David left school in 1950 and went to work for John Flay, an accountant who was a member of the holding committee that bought the land at Bevere from Ray Wadley. Dave remembers that the case was about £1875.
He has vivid memories of the early days at Bevere. A common evening occupation was stone clearing (thrown into adjacent gardens). Dave helped to man the bar alongside people like John Flay, Eddie Brooks and John Vale. One innovation, unusual at the time, was a Valuables Box for players which was kept safely behind the bar. Entrance fees for spectators were collected at half-time by Bill Richardson.

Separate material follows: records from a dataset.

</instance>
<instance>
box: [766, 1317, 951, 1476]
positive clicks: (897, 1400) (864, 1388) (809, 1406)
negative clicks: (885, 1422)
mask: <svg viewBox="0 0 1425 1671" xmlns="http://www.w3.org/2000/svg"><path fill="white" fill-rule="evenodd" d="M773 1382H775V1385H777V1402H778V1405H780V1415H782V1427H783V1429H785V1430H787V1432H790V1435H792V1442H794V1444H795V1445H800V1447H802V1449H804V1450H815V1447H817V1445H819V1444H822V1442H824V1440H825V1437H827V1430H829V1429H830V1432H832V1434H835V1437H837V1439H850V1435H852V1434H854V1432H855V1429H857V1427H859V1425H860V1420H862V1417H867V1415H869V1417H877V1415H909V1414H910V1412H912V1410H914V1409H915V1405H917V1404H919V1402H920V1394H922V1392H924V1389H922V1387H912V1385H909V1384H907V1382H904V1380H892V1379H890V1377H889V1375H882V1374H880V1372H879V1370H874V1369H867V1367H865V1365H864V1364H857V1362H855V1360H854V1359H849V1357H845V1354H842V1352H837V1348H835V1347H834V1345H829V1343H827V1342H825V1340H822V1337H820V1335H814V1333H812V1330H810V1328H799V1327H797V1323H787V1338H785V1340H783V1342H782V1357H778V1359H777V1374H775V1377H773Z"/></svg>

In those pre-Internet days, Worcester had a Saturday evening sports paper (the "Green 'Un"). The match reporter was Keith ("Skinny") Innes of the News and times. There was no phone available to him at Bevere so he had to run down to the New Inn on the Ombersley Road to phone in his report.
David recalls a 7s competition at Bevere when Billy Hulling brought a team from Wales including Stuart Watkins, the Welsh International (unfortunately Watkins was injured and did not play).
Other memories are Johnny Morewood, the first steward and then Mr and Mrs Galloway; Philip Sawyer taking a plane ride to look for a suitable site to replace Bevere; the skittle alley which was used by other groups; the visit of Max Boyce; Ray Shrimpton always called "Master Ray".
Personal memories included how David's little daughter and his wife helped him in emptying and counting the contents of the fruit machines and how his son, Martin, in the minis said he was a "peg" when he meant a prop.